The former Tamami space will be reinvented as ulla - yes, that's lower case. Pronounced, ooh - la, the restaurant will be headed up by chef Brad Holmes and his partner Sahara, both with extensive Vancouver and Victoria restaurant experience.
The theme will be modern westcoast, using great local ingredients with balance of sea and land-based fare and some vegan and vegetarian options.
Hopefully opening sometime in June.
God damn it, when are we getting a Bonanza back? When they left, they said they would be back. I might write a strongly worded letter to corporate HQ and demand they fulfill their promise.
I mean really, how can this be beat?
Buffets at the restaurants are typically divided into four different sections:
* Salad bar: Contains fruits, several premade salads, as well as an array of ingredients with which patrons can build their own salad.
* Hot food bar: Has a variety of side dishes such as green bean casserole, mashed potatoes, and rice pilaf, as well as several entree items not included on the menu, such as fried chicken, grouper and meatloaf.
* Soup bar: Each restaurant offers several different soups to choose from, along with an assortment of crackers.
* Dessert bar: The dessert bar features all you can eat soft-serve ice cream with appropriate toppings, as well as desserts such as apple crisp, Jello and bread pudding.

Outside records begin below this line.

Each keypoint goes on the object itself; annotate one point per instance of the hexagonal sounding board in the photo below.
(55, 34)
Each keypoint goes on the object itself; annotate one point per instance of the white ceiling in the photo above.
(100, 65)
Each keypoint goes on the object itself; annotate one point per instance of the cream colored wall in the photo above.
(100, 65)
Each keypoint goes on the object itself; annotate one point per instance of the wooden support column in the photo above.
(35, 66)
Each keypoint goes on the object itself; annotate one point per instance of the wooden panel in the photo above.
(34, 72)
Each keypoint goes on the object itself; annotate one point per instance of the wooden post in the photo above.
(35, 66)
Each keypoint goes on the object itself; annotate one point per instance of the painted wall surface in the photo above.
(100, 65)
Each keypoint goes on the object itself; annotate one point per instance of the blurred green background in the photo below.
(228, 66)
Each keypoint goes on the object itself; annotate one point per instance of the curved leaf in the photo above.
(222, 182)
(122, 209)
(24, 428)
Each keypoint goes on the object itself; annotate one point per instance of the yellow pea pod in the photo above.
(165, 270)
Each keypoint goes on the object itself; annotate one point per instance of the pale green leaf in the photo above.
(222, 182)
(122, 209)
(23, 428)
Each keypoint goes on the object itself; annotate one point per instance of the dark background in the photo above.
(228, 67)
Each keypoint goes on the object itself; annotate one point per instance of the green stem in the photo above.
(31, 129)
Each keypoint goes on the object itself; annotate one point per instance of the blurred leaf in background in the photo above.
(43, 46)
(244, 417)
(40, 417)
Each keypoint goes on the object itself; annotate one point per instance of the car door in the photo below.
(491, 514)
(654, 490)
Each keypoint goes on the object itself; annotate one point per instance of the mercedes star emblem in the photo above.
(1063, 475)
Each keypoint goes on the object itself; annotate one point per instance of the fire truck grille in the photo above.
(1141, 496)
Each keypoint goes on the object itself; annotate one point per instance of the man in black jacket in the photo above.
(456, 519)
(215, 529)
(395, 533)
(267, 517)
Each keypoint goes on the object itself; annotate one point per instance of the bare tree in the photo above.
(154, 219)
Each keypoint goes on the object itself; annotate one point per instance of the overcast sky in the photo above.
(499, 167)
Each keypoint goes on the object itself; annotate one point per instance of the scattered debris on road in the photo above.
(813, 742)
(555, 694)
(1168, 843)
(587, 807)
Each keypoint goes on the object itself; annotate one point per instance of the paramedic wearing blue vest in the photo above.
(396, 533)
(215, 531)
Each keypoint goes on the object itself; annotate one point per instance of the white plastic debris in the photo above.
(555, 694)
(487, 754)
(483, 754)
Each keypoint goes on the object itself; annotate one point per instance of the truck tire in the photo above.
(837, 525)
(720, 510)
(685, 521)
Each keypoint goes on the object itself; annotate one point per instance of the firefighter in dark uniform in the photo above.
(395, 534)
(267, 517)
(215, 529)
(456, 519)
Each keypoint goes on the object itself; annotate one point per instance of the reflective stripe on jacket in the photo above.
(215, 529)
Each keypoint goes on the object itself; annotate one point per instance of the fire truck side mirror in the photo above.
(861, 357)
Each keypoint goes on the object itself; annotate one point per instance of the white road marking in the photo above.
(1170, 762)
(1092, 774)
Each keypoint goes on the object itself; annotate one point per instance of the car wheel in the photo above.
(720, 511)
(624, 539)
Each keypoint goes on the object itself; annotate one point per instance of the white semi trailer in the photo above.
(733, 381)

1976 saw the addition of the Salad Bar to the steakhouses, then an easy-to-maintain and hugely lucrative draw to restaurant operations.
Prior to 1984, restaurants did not have the hot food bar; instead using a long salad bar referred to as "The World's Biggest, Best Salad Buffet", as advertised on TV personally by then-company-president Gerald Office. Then the company rolled out the "Hot Spot" soup and salad buffet, which for a short time facilitated the addition of a breakfast daypart, in selected locations.
Some "Bonanza" restaurants' salad bars were also notable in having a large wedge of cheddar cheese customers would slice pieces off.